Todo está guardado en la memoria
No fue sino hasta el 2007, en los Juicios por la Verdad, cuando pudo liberarse de su carga emocional: “Había construido una pared alrededor mío, tratando de dejar todo eso en el pasado. Tenía un trabajo estable y estaba bien. Pero un día, Paula Cirelli, hermana de un desaparecido, me preguntó: ‘¿Por qué no vas a declarar? Hacelo por ellos’. Mi pareja me incentivó para que me presente y me envió a un psiquiatra. Empecé a recordar a los compañeros, las cosas que habíamos vivido. Y eso me quebró“.
Justo dos días antes de contar su historia ante el tribunal, recibió una carta de la Casa del Fomentista con la firma de Bujedo, su vicepresidente. La invitación a una charla fue interpretada como una forma de intimidación y un mensaje velado para que tuviera cuidado con lo que iba a decir. Por esta razón, pidió que su primera declaración no sea pública.
Durante la investigación de los delitos, Gabbin hizo inspecciones visuales en la Base Naval. Reconoció las salas de torturas y las mazmorras donde había estado detenido. “Quedé como si me hubieran dado un golpe. Mil pensamientos pasaron por mi cabeza en cuestión de segundos. Me vi ahí adentro. Revivir todo eso es una mierda, pero lo hice por los que no están“, confiesa.

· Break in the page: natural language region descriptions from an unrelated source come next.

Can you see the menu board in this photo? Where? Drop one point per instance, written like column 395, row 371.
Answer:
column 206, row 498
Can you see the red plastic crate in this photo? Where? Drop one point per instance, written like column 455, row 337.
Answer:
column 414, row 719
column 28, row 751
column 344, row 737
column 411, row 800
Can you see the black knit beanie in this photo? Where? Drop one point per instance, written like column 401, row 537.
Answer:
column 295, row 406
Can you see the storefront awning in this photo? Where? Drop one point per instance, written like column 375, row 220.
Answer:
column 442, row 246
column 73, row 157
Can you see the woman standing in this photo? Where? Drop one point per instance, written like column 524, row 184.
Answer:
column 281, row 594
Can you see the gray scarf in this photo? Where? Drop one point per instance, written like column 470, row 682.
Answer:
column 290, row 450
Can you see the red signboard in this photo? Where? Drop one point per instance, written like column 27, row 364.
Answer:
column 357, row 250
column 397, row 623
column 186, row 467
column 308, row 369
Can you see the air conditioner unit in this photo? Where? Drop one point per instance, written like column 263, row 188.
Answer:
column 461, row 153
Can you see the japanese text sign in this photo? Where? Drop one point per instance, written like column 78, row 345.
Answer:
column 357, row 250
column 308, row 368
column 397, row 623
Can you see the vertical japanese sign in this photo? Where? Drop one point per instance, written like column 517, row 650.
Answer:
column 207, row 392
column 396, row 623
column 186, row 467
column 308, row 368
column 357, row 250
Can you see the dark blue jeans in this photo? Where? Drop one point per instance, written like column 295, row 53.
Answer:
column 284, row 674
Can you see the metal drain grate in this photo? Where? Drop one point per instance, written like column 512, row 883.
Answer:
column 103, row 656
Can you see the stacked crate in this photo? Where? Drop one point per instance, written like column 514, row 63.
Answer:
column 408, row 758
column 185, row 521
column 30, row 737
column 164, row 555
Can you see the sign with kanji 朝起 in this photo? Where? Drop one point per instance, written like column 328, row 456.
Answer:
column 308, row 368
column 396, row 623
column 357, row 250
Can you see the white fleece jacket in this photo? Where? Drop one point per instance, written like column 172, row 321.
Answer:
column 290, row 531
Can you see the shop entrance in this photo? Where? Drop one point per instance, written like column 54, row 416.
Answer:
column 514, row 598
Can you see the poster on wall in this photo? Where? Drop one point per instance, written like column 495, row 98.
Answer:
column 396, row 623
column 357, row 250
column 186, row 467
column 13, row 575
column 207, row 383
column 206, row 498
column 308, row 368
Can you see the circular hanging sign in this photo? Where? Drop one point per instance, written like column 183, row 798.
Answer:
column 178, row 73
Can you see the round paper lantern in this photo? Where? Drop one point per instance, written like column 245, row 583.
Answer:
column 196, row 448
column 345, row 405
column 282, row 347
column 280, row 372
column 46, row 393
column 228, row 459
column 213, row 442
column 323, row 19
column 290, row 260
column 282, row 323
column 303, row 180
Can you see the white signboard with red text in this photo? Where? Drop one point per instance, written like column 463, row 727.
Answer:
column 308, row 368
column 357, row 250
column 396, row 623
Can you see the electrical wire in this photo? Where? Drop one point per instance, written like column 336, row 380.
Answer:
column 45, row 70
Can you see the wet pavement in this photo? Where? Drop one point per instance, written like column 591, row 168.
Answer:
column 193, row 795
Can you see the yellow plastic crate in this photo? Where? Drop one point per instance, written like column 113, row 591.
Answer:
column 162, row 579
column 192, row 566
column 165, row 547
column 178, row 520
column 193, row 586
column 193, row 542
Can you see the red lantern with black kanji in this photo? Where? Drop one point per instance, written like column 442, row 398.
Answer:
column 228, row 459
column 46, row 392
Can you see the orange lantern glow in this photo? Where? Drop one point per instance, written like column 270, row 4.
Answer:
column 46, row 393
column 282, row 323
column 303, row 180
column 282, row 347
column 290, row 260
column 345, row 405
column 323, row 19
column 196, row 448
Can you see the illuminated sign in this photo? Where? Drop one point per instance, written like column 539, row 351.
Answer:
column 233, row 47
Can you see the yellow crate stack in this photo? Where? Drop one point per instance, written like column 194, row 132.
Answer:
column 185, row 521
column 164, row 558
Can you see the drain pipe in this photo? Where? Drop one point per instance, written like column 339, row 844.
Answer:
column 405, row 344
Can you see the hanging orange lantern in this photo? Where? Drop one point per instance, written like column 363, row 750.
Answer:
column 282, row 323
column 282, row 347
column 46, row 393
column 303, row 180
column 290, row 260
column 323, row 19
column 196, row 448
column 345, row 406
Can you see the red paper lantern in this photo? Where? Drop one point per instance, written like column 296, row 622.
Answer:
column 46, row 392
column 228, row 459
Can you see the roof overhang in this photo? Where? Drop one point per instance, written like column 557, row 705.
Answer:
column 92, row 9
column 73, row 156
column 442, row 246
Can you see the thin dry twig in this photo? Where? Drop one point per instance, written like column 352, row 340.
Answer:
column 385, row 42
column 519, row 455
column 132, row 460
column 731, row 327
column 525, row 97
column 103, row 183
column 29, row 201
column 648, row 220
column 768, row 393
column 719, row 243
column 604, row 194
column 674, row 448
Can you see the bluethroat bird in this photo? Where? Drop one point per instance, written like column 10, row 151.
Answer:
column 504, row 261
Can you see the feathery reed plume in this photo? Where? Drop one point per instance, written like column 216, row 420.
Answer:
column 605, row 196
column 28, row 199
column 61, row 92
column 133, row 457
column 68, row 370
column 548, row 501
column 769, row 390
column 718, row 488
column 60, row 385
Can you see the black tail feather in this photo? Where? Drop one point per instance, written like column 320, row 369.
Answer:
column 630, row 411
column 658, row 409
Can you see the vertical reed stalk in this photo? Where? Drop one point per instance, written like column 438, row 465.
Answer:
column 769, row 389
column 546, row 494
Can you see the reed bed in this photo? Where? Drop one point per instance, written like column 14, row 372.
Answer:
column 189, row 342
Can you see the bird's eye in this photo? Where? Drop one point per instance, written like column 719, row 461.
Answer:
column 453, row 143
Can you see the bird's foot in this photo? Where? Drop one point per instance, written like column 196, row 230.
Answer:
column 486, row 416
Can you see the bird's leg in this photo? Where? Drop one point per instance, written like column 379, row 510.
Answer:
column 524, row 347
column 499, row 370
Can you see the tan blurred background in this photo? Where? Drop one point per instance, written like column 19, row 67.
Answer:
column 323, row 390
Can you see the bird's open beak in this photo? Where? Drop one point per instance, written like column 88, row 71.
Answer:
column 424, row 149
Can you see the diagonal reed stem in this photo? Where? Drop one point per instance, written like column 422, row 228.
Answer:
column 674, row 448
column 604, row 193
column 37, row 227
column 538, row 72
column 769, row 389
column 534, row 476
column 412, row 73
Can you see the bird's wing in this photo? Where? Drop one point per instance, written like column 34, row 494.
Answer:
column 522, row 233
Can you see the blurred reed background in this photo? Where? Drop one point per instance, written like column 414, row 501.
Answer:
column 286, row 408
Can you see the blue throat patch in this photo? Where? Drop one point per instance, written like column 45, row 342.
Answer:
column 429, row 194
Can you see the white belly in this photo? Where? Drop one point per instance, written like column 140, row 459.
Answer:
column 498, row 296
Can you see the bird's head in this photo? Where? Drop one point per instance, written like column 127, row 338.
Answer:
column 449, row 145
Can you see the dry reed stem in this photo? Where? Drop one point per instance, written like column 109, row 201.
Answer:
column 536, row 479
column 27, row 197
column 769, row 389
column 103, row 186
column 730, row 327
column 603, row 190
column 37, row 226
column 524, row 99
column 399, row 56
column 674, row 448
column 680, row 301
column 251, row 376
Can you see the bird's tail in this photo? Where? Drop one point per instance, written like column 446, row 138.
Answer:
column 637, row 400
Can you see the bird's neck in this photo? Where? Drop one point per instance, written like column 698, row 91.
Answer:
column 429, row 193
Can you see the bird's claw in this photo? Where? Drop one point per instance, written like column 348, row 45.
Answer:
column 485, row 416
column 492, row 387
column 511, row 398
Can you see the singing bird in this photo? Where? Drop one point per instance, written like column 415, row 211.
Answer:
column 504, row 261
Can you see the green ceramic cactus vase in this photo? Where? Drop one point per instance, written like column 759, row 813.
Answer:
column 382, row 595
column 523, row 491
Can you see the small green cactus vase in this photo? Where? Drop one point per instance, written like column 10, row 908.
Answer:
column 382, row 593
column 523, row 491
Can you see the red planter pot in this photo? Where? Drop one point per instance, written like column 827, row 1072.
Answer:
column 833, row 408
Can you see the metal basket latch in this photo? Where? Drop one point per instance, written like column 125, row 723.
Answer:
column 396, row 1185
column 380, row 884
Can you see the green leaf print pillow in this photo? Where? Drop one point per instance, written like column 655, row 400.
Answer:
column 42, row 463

Bujedo llegó a ser suboficial de Infantería de Marina, presidió la sociedad de fomento del barrio San Carlos, ocupó la banca abierta del Concejo Deliberante y escribió el libro “Aprendiendo sobre fútbol” editado por el Emder, que tenía entre sus objetivos “inculcar hábitos de vida democrática”.
El exárbitro fue detenido y procesado en 2011 por delitos de lesa humanidad. En febrero de 2016 fue sentenciado a ocho años de prisión por privación ilegal de la libertad agravada por mediar violencia y amenazas, imposición de tormentos agravada por haber sido cometidos en perjuicio de un perseguido político, de los que resultó víctima Gabbin. Pero en septiembre obtuvo la libertad tras haber cumplido dos tercios de la condena en prisión preventiva.
Bujedo falleció a los 84 años, en agosto de 2019, dos meses después del vencimiento de su pena.
En la misma causa, denominada “Base Naval 3 y 4”, otros nueve militares fueron juzgados con prisión perpetua por los crímenes cometidos contra 123 personas.
“Ellos tuvieron la oportunidad que les dio la democracia, la que no le concedieron a mis compañeros“, reflexiona Gabbin. Y dice: “Para nosotros, las cicatrices internas van a quedar para siempre“.